Assume that you have a set of sensory observations (eg the number of people
entering and leaving the cafeteria) and your streaming system may want to
compute the average number of people in the cafeteria for every 10 minute
interval. Obviously, this task could be easily accomplished without
intervals at the input side but the output side is actually a temporally
valid fact. So far I am in total agreement with your example.

It is easy imaginable, that you would want that output streamed to a second
component of a system that takes decisions based in the input. For example,
if the number of people in the cafeteria goes above a certain number then
the entrance must be closed (sorry for the somewhat simplistic example, but
I am just sitting in a university cafeteria...).  Obviously, this system
processes as an input an interval delimited fact.

In real life many measurements are really interval-based facts. the speed of
a car is almost always an interval-based fact (I will leave the
philosophical question, if it speed is actually an interval based fact or
only the way we measure it is aside), any measure of throughput, etc. As
such, almost all our use cases have interval-based facts. Given that you can
never assume that you will not consume any downstream facts (as even most
sensors actually already deliver them) I believe that a stream processing
system will have to be able to process such facts.

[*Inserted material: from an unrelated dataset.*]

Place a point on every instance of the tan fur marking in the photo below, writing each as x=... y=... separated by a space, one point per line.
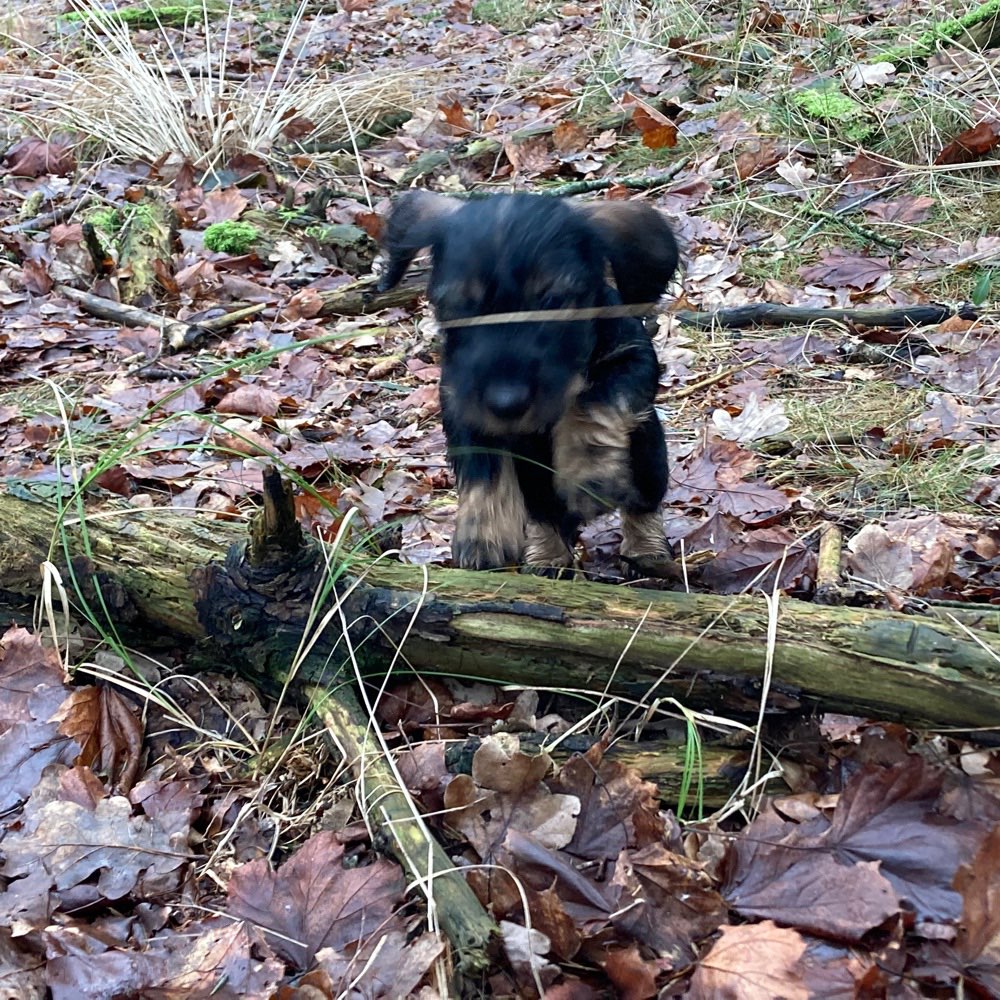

I look forward to you opinions.

Cheers

Avi


On 26.09.2013, at 08:21, Rinne Mikko <mikko.rinne@aalto.fi> wrote:

> 
> Hi All!
> 
> Thank you very much for the good discussion yesterday! Since Jean-Paul invited
> discussion on the email reflector, I'll give it a try. To me this is also
> related to the joint action point of timestamps and their relation to use
> cases.
> 
> In the wiki <http://www.w3.org/community/rsp/wiki/RDF_Stream_Models>  under
> RDF Stream Models / Temporal Graphs we are listing "variant 2 - interval
> based" graphs. These can be described as temporally valid facts, where
> validity is indicated by the specified time interval. It is clear to me that
> such temporally valid facts exist and that there must be a method to archive
> and query them.
> 
> However, what I cannot easily motivate, is when would we want to stream
> temporally valid facts?
> 
> The problem is that a fact can be added to a stream only when the ending time
> is known. In many cases this will be the time, when the fact is no longer
> valid.
> 
> Taking the example on Daniele's slide
> <http://www.dellaglio.org/uploads/rsp-phone-call-0925.pdf>  8 (second last),
> if we create a stream of meeting durations, we can only stream the information
> on each meeting *after* the meeting has finished. We can do historical queries
> on how long meetings lasted, or which meetings had conflicts, but we cannot
> query which meetings are in progress *now* or generate an alert about a
> resource conflict when it happens. Which, to me, is pretty much the essence of
> why we process real-time streams instead of archived datasets.
> 
> It is certainly valid that in many cases the duration of a temporally valid
> fact can be anticipated at the time when it is initiated. But if the duration
> can be anticipated, then there is quite often also a rule for the duration. In
> many such cases we could probably save such rules either in a dataset or as
> event processing rules on our event processing platform and add them
> on-the-fly without explicitly streaming the duration with each fact.
> 
> To me the more flexible and "real-time" solution to the said example would be
> to generate a stream of events signalling the starting and ending points of
> meetings:
> :alice :meets :bob @t1
> :alice :meets :carl @t3
> :alice :finishesmeetingwith :bob @t5
> :bob :meets :diana @t6
> :alice :finishesmeetingwith :carl @t7
> ...
> 
> The status (which meetings are in progress now?) would be maintained on the
> event processing platform and the historical data (a graph of meeting starting
> and ending times) could be saved to a dataset for later querying.
> 
> Of course this might all be just my lack of imagination, but it would be
> helpful for me, if we could get a use case motivating the streaming of
> temporally valid facts. Anyone?
> 
> BR,
> 
> Mikko
> 
> 
> 

-----------------------------------------------------------------
|  Professor Abraham Bernstein, PhD
|  University of Zürich, Department of Informatics
|  web: http://www.ifi.uzh.ch/ddis/bernstein.html

Received on Thursday, 26 September 2013 08:12:08 UTC